Aos 2 anos e 3 meses, a criança está em pleno processo de transformação e crescimento. A busca por autonomia e pelo próprio espaço é constante e ininterrupta. O que fica bonito escrito assim, mas na prática significa que:

ela chora muito;
quer comer sozinha;
quer escolher as roupas que vão ser usadas no dia – as dela e as suas também;
quer colocar a roupa sozinha – inclusive e principalmente aquelas que ela ainda não consegue;
colocar o tênis sozinha;
calçar a meia sozinha;
chorar porque não consegue calçar a meia;
deitar no chão porque está chorando;
mudar de assunto imediatamente depois que você tenta argumentar e oferecer ajuda.
ela imita tudo que você faz;
repete conversas que você achava que ela não tinha ouvido;
canta, dança e interpreta.
e chora.
não podemos esquecer do choro.
que pode começar por qualquer motivo que você possa imaginar – e seguir pelos que você jamais pensaria.

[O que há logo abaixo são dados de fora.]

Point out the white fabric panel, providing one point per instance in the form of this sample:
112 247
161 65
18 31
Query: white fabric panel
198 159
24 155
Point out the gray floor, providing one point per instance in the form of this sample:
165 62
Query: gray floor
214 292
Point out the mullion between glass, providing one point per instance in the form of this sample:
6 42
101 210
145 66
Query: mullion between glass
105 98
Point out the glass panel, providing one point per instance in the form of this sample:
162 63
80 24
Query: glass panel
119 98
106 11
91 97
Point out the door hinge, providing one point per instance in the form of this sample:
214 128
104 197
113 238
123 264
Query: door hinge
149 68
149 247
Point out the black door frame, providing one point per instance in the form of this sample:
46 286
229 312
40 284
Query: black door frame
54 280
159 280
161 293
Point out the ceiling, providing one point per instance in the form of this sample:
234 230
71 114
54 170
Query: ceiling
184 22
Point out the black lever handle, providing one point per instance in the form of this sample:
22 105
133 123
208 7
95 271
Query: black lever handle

É meio enlouquecedor, sabe. Ao mesmo tempo que achamos lindo todo esse desenvolvimento, também acontece de rolar umas surtadas de vez em quando.
A gente vai a extremos de amor e de loucura. No mesmo dia.
Até poque ela também abraça quando percebe que estou triste ou nervosa;
dá um bom dia muito fofo e de bem com a vida;
diz que vai meditar;
se alonga junto quando me vê fazendo isso.

Além de várias outros momentos.Para ilustrar, uma cena de dias atrás:

No café da manhã:
-Mamãe, eu téo (quero) tomer (comer) manteiga. Pode?
-Não, filha. Só na bolacha ou no pão.
-Eu vou comer no tarto (quarto).

Isso porque dias atrás eu apenas ouvi a porta do quarto fechando e, quando fui ver, a senhorita (de quinze anos, aparentemente) estava com o pote de manteiga lá, comendo de boas (ainda bem que foi muito pouco).

E esse é o breve resumo da nossa atual fase.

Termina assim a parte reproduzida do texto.